Figure 9: SFT regularization prevents collapse and length explosion, maintaining output consistency on alignment and safety tasks.
Analysis of Supervision Signal and Token Dynamics
Teacher supervision is found to be correctness-skewed and position-dependent: the supervision signal is stronger on incorrect trajectories and early tokens, gradually fading on correct answers and longer responses. PI and teacher model scale modulate the distribution of supervision, but fundamental signal quality is governed by teacher capability.

Figure 10: Heatmap visualization of token-level supervision; PI refines granularity but teacher scale dictates overall distribution.
Implications and Future Directions
The study conclusively establishes that OPD and OPSD are not universally reliable and their efficacy is contingent on task structure, teacher adaptation, loss formulation, and PI properties. The findings direct future research toward hybrid pipelines combining SFT initialization, RL task-specific optimization, and OPD distillation, potentially unlocking iterative self-improvement mechanisms for LLMs.
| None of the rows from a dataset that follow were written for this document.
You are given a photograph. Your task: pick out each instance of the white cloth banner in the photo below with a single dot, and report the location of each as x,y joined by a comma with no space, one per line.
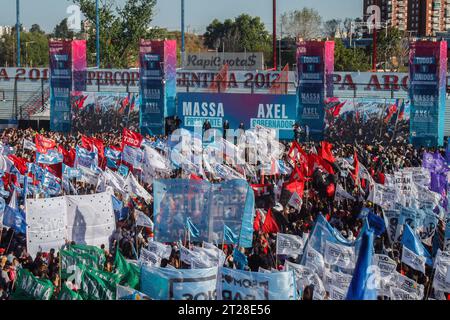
339,255
413,260
341,194
385,265
143,220
132,186
384,196
289,245
46,224
85,219
314,260
304,276
160,249
295,201
149,258
90,219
The theoretical analysis further invites exploration in scalable distillation objectives and active teacher-student curriculum design to balance generalization and specialization.
Conclusion
"The Many Faces of On-Policy Distillation: Pitfalls, Mechanisms, and Fixes" provides a granular analysis of OPD and OPSD, revealing critical failure mechanisms and prescriptive remedies. Effectiveness is fundamentally constrained by teacher-student distribution compatibility, loss formulation, and privileged information structure. Stabilization via stop-gradient KL surrogates, RLVR adaptation, and SFT regularization ensures practical training stability and effective distillation. These insights lay the foundation for more robust post-training protocols and advances in dynamic LLM alignment, system internalization, and reasoning compression.